Ob die Entscheidung Ausdruck von Zensur ist, darf bezweifelt werden. Unglücklich ist die gestrichene Szene für den WDR jedoch allemal. Der Sender selbst bestätigte indes, dass die Entscheidung mit Blick auf die TVNow-Reihe "Obduktion" gestrichen wurde. "Lange nach dem Ende der Dreharbeiten für den Münsteraner Tatort 'Rhythm and Love' haben wir durch Zufall erfahren, dass Sie und Jan Josef Liefers für den RTL-Streamingdienst TVNow in einer gemeinsamen Serie auftreten, die das gleiche Umfeld zeigt wie der Münsteraner Tatort", schrieb der Sender in Form eines Postings an Tsokos. "Da wir keine Werbung für TVNow machen wollen und dürfen, haben wir die Szene entsprechend gekürzt."

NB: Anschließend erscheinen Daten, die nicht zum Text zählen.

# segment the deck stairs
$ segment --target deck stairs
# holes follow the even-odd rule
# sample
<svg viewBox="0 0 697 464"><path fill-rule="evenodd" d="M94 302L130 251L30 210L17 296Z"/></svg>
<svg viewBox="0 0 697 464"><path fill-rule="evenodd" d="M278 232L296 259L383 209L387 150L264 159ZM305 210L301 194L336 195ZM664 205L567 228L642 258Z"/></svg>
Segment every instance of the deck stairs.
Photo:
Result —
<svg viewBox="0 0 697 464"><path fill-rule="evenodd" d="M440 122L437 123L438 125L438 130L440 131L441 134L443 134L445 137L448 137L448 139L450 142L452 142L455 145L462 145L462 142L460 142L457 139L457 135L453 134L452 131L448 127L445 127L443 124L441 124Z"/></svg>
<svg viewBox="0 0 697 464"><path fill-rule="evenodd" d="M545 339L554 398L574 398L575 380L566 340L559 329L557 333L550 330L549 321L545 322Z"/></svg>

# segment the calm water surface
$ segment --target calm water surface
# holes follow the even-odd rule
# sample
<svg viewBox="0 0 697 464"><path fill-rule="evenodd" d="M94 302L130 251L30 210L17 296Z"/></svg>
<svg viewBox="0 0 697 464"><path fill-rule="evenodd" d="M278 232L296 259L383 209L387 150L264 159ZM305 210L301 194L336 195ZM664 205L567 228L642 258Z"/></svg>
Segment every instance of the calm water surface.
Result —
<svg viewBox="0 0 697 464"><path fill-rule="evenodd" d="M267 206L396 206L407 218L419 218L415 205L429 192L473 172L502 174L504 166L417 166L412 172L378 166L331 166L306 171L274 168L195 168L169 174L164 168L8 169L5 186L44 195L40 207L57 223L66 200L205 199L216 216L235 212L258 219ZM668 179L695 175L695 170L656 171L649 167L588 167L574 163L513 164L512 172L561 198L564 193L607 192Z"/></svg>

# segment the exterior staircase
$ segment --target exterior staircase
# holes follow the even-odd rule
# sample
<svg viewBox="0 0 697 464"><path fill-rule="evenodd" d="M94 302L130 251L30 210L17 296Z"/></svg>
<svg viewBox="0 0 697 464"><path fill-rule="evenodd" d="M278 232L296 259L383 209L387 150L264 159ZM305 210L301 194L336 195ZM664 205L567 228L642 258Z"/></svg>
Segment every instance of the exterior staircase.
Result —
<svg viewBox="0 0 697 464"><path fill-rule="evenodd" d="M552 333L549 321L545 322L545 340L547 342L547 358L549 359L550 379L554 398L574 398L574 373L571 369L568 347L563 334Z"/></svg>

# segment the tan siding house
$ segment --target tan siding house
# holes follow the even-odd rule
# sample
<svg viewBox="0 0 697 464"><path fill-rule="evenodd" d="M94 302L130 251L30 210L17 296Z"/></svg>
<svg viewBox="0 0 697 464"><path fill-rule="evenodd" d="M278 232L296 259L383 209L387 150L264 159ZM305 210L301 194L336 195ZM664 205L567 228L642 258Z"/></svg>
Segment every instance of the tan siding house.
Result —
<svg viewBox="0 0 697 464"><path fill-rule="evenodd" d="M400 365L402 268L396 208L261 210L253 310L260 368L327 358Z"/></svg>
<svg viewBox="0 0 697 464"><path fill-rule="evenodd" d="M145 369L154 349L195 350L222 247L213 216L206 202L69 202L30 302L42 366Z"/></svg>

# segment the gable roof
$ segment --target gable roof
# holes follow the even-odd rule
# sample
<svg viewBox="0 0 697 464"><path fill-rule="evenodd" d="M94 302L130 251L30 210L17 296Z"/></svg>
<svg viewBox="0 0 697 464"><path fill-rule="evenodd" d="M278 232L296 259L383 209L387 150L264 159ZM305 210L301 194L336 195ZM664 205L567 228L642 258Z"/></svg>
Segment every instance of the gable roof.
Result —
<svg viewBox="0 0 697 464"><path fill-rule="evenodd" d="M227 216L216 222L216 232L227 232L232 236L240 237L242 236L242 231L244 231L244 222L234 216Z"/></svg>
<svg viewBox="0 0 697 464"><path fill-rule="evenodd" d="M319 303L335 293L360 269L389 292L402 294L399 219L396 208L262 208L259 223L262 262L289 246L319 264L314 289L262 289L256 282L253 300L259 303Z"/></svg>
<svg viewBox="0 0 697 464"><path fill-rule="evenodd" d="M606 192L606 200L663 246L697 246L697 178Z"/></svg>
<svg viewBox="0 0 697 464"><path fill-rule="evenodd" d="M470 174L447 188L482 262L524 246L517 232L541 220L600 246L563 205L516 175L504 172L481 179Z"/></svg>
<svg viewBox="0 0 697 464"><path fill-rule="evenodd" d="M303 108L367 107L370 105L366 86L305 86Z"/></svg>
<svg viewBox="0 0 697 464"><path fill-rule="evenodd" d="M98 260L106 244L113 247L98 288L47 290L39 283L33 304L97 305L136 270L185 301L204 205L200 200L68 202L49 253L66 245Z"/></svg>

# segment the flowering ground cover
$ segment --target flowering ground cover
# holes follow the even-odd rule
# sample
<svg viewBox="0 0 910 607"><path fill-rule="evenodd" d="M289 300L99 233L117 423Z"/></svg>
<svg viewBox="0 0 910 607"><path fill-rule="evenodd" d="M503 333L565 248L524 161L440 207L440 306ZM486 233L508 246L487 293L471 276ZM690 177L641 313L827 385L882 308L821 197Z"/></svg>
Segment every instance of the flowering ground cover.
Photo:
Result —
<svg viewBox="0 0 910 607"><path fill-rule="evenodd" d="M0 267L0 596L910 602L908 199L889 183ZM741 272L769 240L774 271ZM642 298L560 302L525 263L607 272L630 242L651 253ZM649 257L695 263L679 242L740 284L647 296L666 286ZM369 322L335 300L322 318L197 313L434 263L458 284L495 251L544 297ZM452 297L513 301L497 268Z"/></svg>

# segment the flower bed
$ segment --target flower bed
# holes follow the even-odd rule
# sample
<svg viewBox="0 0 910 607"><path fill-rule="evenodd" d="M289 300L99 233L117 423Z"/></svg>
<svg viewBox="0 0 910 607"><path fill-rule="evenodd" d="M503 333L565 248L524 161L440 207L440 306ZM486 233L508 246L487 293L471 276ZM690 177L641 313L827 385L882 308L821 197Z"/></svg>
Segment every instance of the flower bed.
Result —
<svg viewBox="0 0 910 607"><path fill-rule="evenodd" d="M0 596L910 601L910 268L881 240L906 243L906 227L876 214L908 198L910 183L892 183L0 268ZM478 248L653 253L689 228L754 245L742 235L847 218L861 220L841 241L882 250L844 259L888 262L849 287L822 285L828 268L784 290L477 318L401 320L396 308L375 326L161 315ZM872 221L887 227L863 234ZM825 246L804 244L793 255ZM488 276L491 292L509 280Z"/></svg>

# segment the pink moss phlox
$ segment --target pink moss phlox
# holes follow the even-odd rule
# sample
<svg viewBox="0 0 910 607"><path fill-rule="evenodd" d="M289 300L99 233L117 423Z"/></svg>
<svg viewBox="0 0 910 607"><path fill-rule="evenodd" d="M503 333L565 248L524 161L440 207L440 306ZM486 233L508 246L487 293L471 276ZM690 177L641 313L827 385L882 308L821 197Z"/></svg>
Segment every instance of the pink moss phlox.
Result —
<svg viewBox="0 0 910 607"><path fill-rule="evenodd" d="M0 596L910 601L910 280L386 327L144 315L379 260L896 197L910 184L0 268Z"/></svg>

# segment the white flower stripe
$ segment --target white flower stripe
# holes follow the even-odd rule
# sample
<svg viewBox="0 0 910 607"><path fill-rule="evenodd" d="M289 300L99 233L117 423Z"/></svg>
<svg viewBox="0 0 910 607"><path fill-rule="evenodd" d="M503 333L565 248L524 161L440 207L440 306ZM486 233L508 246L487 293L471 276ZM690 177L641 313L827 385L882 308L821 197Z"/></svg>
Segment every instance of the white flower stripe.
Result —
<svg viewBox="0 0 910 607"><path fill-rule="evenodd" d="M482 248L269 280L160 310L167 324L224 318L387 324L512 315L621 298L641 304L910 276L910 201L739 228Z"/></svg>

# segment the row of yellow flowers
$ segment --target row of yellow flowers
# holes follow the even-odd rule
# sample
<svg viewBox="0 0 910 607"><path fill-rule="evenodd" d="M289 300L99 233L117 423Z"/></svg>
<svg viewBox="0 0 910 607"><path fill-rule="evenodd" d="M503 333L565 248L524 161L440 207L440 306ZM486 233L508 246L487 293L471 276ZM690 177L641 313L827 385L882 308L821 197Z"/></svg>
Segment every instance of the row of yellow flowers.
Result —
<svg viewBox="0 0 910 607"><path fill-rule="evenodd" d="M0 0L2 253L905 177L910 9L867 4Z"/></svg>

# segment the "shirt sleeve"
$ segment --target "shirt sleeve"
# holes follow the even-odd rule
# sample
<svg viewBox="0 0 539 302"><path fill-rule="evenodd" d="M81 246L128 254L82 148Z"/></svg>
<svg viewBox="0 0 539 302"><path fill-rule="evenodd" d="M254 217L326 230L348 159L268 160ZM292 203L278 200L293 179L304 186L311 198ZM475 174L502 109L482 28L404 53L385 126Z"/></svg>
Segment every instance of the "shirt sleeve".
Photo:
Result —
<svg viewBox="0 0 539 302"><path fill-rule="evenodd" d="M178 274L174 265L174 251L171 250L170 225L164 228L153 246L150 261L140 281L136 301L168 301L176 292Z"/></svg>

Dass RTL mit der seiner Doku-Reihe ein Stück vom "Tatort"-Erfolg abhaben möchte, dürfte auf der Hand liegen. Zugleich legt die Entscheidung des WDR offen, wie groß die Sorge vor der Streaming-Konkurrenz mittlerweile zu sein scheint. In dieses Bild passt auch der Auftritt von Carolin Kebekus, die in der WDR-Talkshow "Kölner Treff" jüngst von ihrer Teilnahme an der Amazon-Comedy "LOL" erzählte, ohne jedoch Amazon zu nennen. Moderator Micky Beisenherz sprach bloß von einem "konkurrierenden Streamingdienst". Das mag Ausdruck der Hasenfüßigkeit des WDR sein - in diesem Zusammenhang gleich von Zensur zu sprechen, wird der Sache jedoch sicher nicht gerecht.